Henry David Thoreau, Walden: "There are nowadays professors of philosophy, but not philosophers. Yet it is admirable to profess because it was once admirable to live. To be a philosopher is not merely to have subtle thoughts, nor even to found a school, but so to love wisdom as to live, according to its dictates, a life of simplicity, independence, magnanimity, and trust. It is to solve some of the problems of life, not only theoretically, but practically. The success of great scholars and thinkers is commonly a courtier-like success, not kingly, not manly. They make shift to live merely by conformity, practically as their fathers did, and are in no sense the progenitors of a nobler race of men."
Albert Camus, The Myth of Sisyphus & Other Essays: "There is but one truly serious philosophical problem, and that is suicide. Judging whether life is or is not worth living amounts to answering the fundamental question of philosophy. All the rest -- whether or not the world has three dimensions, whether the mind has nine or twelve categories -- comes afterwards. These are games; one must first answer...Beginning to think is beginning to be undermined. Society has but little connection with such beginnings. The worm is in man's heart. That is where it must be sought. One must follow and understand this fatal game that leads from lucidity in the face of existence to flight from light."
Bertrand Russell, Wisdom of the West: "In itself philosophy sets out neither to solve our troubles nor to save our souls. It is, as the Greeks put it, a kind of sightseeing adventure undertaken for its own sake. There is thus in principle no questions of dogma, or rites, or sacred entities of any kind, even though individual philosophers may of course turn out to be stubbornly dogmatic. There are indeed two attitudes that might be adopted towards the unknown. One is to accept the pronouncements of people who say they know, on the basis of books, mysteries or other sources of inspiration. The other way is to go out and look for oneself, and this is the way of science and philosophy."
The following is an excerpt from Marjorie Grene's essay "Martin Heidegger" in The Encyclopedia of Philosophy. passed away in March 2009; she wrote some two dozen books, among which are works on Sartre and Heidegger.

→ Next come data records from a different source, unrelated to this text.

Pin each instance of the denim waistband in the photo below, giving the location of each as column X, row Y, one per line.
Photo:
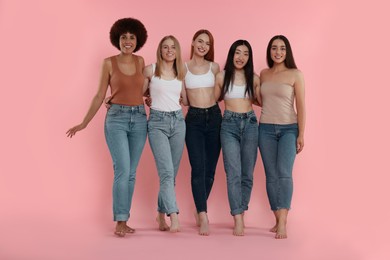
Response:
column 239, row 115
column 128, row 108
column 199, row 110
column 166, row 113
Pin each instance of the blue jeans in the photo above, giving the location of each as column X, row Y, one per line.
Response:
column 203, row 141
column 125, row 129
column 277, row 145
column 166, row 132
column 239, row 149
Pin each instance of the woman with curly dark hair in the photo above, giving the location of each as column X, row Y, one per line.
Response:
column 125, row 125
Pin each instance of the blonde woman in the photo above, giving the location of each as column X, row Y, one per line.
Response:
column 166, row 126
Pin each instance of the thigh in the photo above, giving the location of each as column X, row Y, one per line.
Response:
column 287, row 151
column 268, row 145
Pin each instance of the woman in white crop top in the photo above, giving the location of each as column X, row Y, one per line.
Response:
column 166, row 126
column 203, row 123
column 236, row 85
column 281, row 129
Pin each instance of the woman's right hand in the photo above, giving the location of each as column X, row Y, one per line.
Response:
column 148, row 101
column 72, row 131
column 107, row 102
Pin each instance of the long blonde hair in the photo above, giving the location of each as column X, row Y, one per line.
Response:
column 178, row 65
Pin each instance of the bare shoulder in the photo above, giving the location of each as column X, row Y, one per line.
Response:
column 263, row 74
column 141, row 60
column 297, row 74
column 148, row 71
column 220, row 75
column 215, row 67
column 107, row 65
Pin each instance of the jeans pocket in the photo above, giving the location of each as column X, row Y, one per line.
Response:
column 113, row 112
column 155, row 118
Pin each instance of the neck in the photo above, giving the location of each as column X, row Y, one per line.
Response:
column 198, row 60
column 277, row 67
column 167, row 65
column 126, row 56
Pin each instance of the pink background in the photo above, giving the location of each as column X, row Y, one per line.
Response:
column 55, row 193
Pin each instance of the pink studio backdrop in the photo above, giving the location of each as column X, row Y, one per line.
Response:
column 55, row 193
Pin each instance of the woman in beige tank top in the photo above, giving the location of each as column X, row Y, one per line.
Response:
column 281, row 129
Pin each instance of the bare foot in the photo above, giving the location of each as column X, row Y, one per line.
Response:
column 203, row 224
column 274, row 229
column 281, row 232
column 162, row 224
column 120, row 229
column 197, row 221
column 243, row 218
column 175, row 226
column 129, row 229
column 238, row 225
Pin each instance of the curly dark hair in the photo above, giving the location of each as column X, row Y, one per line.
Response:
column 128, row 25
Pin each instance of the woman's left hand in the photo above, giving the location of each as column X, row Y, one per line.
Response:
column 300, row 144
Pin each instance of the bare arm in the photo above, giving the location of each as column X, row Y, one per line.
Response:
column 97, row 99
column 218, row 85
column 256, row 87
column 299, row 87
column 215, row 68
column 184, row 99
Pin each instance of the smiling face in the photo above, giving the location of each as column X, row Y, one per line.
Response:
column 278, row 51
column 127, row 42
column 241, row 57
column 168, row 50
column 201, row 45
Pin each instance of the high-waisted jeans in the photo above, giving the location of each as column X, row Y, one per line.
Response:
column 239, row 149
column 125, row 130
column 166, row 132
column 203, row 141
column 277, row 145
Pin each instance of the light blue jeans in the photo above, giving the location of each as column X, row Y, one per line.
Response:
column 239, row 149
column 277, row 145
column 166, row 132
column 125, row 130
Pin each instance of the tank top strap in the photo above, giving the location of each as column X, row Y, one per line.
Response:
column 114, row 63
column 137, row 66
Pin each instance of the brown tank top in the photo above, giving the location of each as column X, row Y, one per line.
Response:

The "darkening of the world" is Heidegger's constant theme. So, for example, in Holzwege ("Woodpaths," 1950), he tells us that we live in the age of research, of the planned, systematic coordination of intellectual tasks. And what sort of tasks can be planned and coordinated? Neat, limited, manageable tasks -- tasks, primarily, that demand inventiveness rather than understanding, tasks for engineering know-how rather than theoretical insight. Heidegger draws no line between pure and applied science. Science for him is research, and research is a procedure for solving well-packaged problems. Such problems are, in general, those of manufacture, of inventing new and better gadgets. According to Heidegger, das Herstellbare, the collection of gadgets, is what we are after; that is what specialization, the rigid departmental structure of expertise in our society, amounts to. And all this vast proliferation of technical skills nevertheless has its inner unity -- that is, its historical and metaphysical unity. It had to happen this way. It had to happen this way because we are fallen out of Being. We are more concerned with beings, from genes to space ships, than with our true calling, which is to be shepherds and watchers of Being. So it is that we are lost, and Being itself has become a haze and an error -- nothing.